Some of the most beautiful flowers in the world are desert flowers. The Lord must have really enjoyed creating this contrast, placing incredibly gorgeous plants in brown and dusty backgrounds. These plants can only be enjoyed by those who search them out.

How many of us wouldn’t rather be a rose or a carnation grown in well-tended gardens and admired by everyone. But Evie Brand was willing to go where the Lord would send her, even to one of the hardest places in the world to be a missionary.

Evie Harris was born in 1879 in England to a well-to-do merchant. She received a good education and was treated to the finer things in life, including fancy hats and frilly dresses. She loved to sketch and paint.

When she was in her twenties, she began to feel an emptiness in her soul. She went to visit her sister in Australia, and on the voyage home she felt a calling to be a missionary. Evie’s father was a good man, but he was very protective of his daughters and she did not know how she was going to tell him about her divine call.

God helped her out with this. A young missionary from India named Jesse Brand had come to speak at a conference which she attended. Afterwards, she went to her father and told him. He was dismayed! He was not sure why his daughter should go so far away from home, but he could see her earnestness and agreed to let her go, and he even provided her total support.

Evie was assigned to Madras, in the plains of India. She soon found out that Jesse Brand had been assigned there also. After working with him daily for some time she fell in love with him. She was enraptured with his vision to take the Gospel to the Mountains of Death – a desolate place where few missionaries went. There were five ranges of mountains that Jesse wanted to win for Christ – the Kolli (where they were), the Pachais, Kalryan, Peria Malai, and the Chitteris.

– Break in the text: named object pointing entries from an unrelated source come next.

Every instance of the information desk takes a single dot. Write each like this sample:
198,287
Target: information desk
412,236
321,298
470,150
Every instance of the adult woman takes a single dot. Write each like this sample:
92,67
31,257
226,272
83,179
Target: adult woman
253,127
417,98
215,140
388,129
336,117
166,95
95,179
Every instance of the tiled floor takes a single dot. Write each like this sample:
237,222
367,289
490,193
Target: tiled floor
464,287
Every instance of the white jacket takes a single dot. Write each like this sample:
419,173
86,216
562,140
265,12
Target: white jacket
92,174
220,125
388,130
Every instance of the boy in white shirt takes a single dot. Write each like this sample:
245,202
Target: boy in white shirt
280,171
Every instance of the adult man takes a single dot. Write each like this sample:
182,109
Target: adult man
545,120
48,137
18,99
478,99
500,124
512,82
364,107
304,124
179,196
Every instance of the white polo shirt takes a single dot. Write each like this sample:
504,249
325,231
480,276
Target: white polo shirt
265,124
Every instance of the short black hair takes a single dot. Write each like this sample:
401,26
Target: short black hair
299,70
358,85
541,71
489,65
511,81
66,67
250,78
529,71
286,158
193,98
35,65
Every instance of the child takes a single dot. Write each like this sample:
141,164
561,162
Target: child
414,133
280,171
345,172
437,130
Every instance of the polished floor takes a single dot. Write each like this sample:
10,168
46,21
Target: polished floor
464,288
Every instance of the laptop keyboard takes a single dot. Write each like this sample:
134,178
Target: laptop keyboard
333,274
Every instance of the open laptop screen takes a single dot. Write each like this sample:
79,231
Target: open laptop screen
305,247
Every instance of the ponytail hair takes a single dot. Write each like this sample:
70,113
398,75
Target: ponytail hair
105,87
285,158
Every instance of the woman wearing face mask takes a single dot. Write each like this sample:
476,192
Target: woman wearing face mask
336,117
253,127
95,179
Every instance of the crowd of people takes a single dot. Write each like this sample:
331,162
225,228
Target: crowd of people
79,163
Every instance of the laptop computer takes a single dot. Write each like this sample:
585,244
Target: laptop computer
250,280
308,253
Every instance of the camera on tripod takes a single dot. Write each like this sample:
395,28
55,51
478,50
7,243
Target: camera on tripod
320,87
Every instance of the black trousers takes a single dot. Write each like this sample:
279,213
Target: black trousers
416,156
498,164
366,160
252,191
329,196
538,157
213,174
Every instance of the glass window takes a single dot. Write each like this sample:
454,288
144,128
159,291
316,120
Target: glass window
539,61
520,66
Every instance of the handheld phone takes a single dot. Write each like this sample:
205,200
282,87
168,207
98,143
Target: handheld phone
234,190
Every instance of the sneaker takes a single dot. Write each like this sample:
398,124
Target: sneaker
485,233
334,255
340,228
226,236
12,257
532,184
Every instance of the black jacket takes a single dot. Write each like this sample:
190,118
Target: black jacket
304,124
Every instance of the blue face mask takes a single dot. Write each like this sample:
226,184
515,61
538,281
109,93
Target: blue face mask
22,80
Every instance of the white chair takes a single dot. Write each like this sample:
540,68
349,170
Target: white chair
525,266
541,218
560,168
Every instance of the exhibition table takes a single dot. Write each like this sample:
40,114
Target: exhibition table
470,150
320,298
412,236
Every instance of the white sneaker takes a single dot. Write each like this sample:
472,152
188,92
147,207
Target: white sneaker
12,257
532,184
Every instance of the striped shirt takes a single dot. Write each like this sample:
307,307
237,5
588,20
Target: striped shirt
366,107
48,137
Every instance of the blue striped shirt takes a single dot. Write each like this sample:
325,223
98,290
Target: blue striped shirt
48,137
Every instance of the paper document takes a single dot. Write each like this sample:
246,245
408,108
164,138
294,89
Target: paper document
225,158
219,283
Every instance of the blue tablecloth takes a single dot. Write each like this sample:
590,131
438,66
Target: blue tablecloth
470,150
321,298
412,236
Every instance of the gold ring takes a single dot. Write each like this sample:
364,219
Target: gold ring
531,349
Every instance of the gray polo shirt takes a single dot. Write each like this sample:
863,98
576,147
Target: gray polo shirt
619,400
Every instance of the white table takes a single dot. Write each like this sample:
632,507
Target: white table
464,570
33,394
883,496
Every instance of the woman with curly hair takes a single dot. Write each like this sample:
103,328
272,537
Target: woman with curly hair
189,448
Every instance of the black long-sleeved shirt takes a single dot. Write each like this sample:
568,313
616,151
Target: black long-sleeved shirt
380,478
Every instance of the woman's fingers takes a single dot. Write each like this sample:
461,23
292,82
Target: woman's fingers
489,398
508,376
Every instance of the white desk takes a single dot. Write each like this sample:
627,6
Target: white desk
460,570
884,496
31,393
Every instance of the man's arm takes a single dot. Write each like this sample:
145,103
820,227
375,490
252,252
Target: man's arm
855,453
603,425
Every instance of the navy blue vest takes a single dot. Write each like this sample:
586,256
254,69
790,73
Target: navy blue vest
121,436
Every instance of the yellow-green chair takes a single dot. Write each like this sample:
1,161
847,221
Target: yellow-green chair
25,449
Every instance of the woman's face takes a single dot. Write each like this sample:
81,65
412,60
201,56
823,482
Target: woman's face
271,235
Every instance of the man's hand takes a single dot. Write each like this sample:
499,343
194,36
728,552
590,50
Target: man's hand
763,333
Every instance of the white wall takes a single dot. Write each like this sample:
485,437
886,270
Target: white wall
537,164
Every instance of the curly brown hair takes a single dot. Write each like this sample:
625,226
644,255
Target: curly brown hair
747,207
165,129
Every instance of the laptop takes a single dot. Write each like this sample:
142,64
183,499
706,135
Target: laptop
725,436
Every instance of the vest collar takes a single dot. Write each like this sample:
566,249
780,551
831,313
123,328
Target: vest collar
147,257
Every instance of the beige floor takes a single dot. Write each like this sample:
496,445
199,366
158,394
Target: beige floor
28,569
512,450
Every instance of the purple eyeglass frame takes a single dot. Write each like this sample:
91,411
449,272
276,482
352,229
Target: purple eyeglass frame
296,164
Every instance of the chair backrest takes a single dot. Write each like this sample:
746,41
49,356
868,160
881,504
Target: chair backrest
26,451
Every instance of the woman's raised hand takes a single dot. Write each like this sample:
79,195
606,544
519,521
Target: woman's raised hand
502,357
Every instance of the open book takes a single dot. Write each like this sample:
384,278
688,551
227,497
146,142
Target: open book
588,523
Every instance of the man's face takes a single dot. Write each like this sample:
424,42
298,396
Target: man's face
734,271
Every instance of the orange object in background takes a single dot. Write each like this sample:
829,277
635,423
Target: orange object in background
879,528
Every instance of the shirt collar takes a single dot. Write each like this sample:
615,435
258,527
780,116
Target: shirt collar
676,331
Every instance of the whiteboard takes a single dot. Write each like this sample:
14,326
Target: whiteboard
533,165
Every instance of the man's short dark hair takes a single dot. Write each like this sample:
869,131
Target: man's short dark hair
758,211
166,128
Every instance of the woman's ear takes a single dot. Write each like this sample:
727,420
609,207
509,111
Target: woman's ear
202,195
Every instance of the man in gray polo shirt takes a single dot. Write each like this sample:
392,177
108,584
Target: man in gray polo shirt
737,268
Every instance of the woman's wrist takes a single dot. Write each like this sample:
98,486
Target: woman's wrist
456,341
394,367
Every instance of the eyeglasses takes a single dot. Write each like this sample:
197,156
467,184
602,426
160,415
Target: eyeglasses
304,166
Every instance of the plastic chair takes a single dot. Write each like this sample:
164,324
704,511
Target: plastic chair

Evie found out that Jesse was engaged to someone else and felt very embarrassed that her feelings for him had shown so plainly. She was transferred to the hill country to do language study. While there, Jesse wrote to her to tell her that his engagement had been called off. He asked Evie to marry him and work with him in the Mountains of Death.

Missionary work is hard in India. Jesse and Evie had only one convert for the first seven years of their ministry. There was strong opposition from the Hindu priests. Though the people appreciated the medicine of the man who followed the Swami Yesu (Jesus), they were too scared of the priests to adopt the new religion. This did not stop Jesse. He continued to treat the sick, teach better methods of farming, build houses, import seeds for better crops, and fight unjust taxes for the people.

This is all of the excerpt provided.